Matrox Design Assistant X includes classification steps for automatically categorizing image content using machine learning. These steps make use of deep learning technology—specifically the convolutional neural network (CNN) and variants—in two distinct approaches.
The first or global approach—implemented by the CNNClassIndex step—assigns images or image regions to pre-established classes. It lends itself to identification tasks where the goal is to distinguish between similarly looking objects including those with slight imperfections. The results for each image or image region consist of the most likely class and a score for each class.

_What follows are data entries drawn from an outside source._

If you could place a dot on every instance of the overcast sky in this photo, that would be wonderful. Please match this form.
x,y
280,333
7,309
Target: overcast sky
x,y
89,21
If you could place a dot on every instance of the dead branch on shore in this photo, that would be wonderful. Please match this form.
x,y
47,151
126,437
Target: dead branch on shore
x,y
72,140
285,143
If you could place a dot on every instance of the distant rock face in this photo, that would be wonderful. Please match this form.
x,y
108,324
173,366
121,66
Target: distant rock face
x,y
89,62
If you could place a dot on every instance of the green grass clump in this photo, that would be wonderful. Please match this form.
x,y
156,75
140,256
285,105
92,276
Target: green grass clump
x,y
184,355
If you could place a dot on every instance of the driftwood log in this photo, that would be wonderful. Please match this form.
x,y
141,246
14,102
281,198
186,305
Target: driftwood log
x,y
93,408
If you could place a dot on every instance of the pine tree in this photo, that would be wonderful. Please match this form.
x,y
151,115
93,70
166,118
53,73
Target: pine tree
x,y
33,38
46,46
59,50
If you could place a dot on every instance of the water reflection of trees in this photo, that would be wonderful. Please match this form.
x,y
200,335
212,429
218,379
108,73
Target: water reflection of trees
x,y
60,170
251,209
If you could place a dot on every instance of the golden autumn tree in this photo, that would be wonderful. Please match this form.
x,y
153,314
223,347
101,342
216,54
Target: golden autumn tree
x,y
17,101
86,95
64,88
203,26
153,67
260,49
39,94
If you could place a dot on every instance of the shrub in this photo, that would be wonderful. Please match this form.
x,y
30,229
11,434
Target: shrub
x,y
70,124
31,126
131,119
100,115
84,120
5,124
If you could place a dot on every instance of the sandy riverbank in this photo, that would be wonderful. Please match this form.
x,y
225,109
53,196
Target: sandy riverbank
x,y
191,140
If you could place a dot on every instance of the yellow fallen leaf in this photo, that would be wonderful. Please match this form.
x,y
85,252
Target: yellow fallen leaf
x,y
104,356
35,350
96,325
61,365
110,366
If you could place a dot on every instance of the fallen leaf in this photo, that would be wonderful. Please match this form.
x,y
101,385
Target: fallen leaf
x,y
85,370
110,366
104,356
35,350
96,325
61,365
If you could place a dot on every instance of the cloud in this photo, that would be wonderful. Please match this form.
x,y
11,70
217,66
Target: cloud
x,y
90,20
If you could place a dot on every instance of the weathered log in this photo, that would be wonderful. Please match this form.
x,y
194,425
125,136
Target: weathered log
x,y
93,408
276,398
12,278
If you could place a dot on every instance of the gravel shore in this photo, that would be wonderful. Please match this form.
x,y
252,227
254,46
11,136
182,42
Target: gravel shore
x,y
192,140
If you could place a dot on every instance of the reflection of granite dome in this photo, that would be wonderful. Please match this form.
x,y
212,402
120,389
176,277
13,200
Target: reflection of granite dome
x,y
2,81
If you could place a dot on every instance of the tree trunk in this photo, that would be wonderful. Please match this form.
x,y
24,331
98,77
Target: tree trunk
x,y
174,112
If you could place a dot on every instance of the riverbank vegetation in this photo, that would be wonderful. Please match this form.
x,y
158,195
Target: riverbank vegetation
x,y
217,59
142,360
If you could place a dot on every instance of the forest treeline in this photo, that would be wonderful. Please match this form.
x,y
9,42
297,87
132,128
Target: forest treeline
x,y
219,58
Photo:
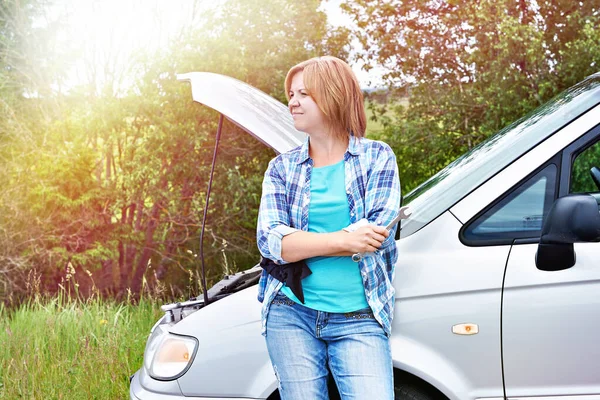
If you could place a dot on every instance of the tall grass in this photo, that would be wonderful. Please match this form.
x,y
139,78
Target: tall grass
x,y
71,348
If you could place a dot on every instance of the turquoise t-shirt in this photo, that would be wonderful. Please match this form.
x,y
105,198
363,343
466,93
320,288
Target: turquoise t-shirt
x,y
335,284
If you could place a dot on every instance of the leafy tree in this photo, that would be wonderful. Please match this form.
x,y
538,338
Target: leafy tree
x,y
472,67
112,183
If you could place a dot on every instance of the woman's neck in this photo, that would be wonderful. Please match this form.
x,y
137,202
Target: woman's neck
x,y
327,149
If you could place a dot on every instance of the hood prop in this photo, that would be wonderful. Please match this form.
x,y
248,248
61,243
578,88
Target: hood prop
x,y
212,170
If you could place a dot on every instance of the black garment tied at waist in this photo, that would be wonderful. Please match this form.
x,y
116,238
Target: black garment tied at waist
x,y
291,274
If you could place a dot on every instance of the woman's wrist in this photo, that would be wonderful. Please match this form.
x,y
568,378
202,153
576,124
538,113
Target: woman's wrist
x,y
339,242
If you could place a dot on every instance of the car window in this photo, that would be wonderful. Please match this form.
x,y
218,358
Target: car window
x,y
519,214
581,178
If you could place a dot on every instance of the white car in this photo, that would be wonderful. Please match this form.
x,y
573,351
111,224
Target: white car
x,y
497,280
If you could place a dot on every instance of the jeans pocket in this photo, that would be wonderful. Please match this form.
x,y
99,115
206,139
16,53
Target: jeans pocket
x,y
364,313
282,300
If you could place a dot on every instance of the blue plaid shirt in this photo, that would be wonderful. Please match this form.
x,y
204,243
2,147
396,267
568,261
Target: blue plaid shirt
x,y
373,191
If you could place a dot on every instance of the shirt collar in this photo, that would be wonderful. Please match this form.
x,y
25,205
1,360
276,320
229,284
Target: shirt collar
x,y
353,149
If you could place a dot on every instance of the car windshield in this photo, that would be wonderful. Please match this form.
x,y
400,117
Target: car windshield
x,y
462,176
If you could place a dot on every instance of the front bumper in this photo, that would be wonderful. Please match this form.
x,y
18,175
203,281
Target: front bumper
x,y
139,392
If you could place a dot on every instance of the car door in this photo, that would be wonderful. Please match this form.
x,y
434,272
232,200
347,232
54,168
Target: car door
x,y
551,320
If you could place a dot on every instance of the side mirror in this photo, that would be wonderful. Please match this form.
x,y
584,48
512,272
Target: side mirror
x,y
572,219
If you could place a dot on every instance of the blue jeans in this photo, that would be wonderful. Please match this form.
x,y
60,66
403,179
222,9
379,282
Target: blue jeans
x,y
302,342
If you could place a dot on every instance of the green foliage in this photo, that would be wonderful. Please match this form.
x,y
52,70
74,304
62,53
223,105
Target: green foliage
x,y
116,185
69,349
471,67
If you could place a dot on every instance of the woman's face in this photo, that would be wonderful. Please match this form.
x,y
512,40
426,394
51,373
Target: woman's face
x,y
307,116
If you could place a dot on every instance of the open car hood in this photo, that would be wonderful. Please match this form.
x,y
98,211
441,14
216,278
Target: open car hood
x,y
256,112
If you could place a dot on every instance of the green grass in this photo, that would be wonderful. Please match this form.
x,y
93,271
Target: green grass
x,y
72,349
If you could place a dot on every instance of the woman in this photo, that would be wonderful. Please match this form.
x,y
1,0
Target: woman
x,y
322,202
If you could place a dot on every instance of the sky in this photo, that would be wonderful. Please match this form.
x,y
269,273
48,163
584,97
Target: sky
x,y
114,29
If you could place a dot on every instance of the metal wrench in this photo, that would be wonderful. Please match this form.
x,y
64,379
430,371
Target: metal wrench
x,y
357,257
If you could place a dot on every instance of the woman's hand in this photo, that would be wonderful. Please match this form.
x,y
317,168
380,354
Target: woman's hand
x,y
365,239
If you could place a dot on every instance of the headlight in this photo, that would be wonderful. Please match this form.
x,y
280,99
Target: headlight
x,y
168,356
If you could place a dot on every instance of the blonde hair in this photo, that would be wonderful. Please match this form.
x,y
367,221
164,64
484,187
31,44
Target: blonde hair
x,y
335,89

The second or segmentation approach—implemented by the CNNClassMap step—generates maps indicating the pre-established class and score for all image pixels. It is appropriate for detection tasks where the objective is to determine the incidence, location, and extent of flaws or features. These features can then be further analyzed and measured using traditional tools like the BlobAnalysis step. These classification steps are particularly well suited for analyzing images of highly textured, naturally varying, and acceptably deformed goods in complex and varying scenes.

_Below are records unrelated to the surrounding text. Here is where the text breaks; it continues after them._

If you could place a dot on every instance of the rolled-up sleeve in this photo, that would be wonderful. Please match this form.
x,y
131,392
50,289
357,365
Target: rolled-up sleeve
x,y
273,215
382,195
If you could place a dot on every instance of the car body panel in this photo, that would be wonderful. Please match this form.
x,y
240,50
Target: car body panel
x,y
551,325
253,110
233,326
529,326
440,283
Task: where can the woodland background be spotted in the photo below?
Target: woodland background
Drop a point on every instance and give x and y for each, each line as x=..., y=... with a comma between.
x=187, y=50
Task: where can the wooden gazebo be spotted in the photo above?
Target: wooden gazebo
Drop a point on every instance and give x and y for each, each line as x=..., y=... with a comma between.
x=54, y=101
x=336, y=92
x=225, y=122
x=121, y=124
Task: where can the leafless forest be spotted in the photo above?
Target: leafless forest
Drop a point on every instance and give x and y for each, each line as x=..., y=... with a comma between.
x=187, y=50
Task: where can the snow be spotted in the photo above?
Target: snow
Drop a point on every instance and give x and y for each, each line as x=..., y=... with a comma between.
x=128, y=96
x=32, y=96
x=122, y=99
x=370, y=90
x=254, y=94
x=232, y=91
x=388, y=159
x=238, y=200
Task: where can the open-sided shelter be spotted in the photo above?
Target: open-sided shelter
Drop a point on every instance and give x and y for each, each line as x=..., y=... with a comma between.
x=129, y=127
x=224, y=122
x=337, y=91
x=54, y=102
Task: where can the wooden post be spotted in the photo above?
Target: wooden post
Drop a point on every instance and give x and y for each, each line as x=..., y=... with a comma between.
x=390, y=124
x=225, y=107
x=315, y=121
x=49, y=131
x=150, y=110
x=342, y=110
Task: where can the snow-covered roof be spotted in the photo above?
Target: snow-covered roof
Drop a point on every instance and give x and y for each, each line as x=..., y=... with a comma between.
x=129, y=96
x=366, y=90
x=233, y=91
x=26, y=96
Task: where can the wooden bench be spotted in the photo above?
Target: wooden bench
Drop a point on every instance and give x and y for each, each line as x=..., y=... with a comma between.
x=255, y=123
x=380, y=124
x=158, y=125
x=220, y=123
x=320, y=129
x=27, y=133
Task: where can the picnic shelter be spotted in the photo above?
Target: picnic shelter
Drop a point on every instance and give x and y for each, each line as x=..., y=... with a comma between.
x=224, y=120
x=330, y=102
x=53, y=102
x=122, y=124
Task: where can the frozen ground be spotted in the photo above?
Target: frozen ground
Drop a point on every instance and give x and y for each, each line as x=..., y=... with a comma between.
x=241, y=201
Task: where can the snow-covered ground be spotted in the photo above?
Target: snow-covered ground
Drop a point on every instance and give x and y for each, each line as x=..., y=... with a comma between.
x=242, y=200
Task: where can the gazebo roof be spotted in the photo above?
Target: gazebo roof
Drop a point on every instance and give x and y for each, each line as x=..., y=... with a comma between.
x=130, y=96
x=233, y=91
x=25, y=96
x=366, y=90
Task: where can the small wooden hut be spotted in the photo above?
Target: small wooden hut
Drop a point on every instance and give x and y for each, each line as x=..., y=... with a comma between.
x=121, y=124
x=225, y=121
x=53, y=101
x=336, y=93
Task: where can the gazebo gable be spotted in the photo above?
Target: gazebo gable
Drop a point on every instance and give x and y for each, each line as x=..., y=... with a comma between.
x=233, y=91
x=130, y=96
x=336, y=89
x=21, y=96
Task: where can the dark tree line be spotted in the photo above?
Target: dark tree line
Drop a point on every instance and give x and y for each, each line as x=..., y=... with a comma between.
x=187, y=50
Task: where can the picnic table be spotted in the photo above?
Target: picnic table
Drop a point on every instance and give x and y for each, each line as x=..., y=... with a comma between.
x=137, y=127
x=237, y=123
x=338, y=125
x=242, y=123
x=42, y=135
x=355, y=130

Users can opt to train a deep neural network on their own—using the included MIL CoPilot application—or commission Matrox Imaging to do so using previously collected images that are both adequate in number and representative of the expected application conditions. Different types of training are supported, such as transfer learning and fine-tuning, all starting from one of the supplied pre-defined deep neural network architectures. MIL CoPilot provides what is needed for building the required training dataset—including the labeling of images and augmenting the dataset with synthesized images—as well as monitoring and analyzing the training process. Training is accomplished using a NIVIDIA GPU3,4 or x64-based CPU while inference is performed on a CPU in a Matrox Imaging vision controller, smart camera, or third-party computer, avoiding the need for specialized GPU hardware.